No. I'm sure he hasn't. He's still writing. Writing is a way out of, what I believe, is mortality. You're trying to write your way out of your own mortality, knowing all the while that you can't do it. But that I think is one of the processes of the creative mind.

And when you do your films?

The same, exactly the same function. And it starts with me, normally, with writing also.

Did you have any doubts about casting Peter Weller in the role of Burroughs?

Not after I met him. I always thought he was an underrated actor, who was only known for Robocop. But he's a very serious actor. He wanted to do it because he understood it. I realized he was very studious, very professional.

Rumor has it you had to chase after Judy Davis?

I had to chase after her because it's a very strong movie, and strange, unusual and bizarre. And she said later that it was the most erotic script she ever read and it was also one of the most bizarre and disturbing. She got very mad at it, but then the fact that it scared her, intrigued her.
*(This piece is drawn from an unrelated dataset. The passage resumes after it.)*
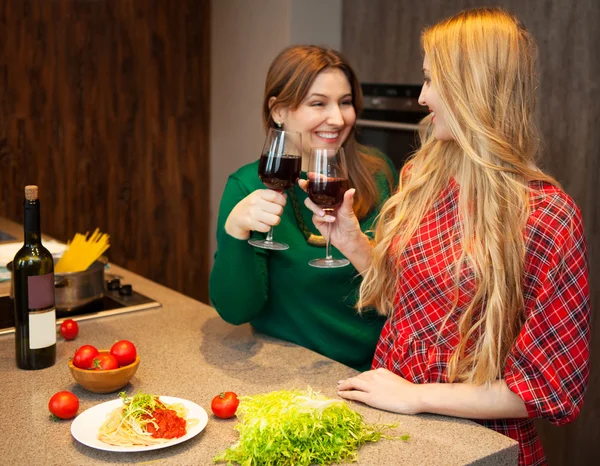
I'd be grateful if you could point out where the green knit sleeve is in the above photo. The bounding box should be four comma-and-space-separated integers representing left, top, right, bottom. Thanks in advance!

And like most serious actors, she got very interested.

You had to cancel shooting in Tangier because of the Gulf War. Were you disappointed?

For one day. Only for one day. When I looked at the script again, it became immediately apparent that we really were seduced by the reality of Tangier, that we were there with Burroughs and that Burroughs had been there to write, but the script has nothing to do with that. Even in the very first draft of the script, it was obvious that Interzone was meant to be a state of mind, and that's where its significance was. He really never left New York, he probably never left his apartment, this was an interior voyage. And to have actually gone to the real other city, but also have it be partly a state of mind, would have just confused things. It was really, in a bizarre way, a stroke of luck.

Does one have to be familiar with Burroughs do understand the film?

They don't have to be. In fact, in a way, it's almost better if you don't know anything about Burroughs the first time you see the film, because people come with such expectations. I know that there were critics who just read Naked Lunch the night before they came to see the movie, and they spent the first screening saying why did they do that, etc. So they're really not just seeing the movie until they see the second screening. So someone who walks in cold off the street, and maybe doesn't even know my work or Burroughs', would get the purest screening of the film itself.

With your retrospective in New York this month, and Jeremy Irons crediting you at the Oscars, do you think your time beyond the horror genre has come?

I think it's been happening for a long time. When people don't know what to do with you, they categorize you. The Baron of Blood title was fun, but it's not relevant any more. I always had some support beyond the horror film genre. But I'll still be the scariest guy in town.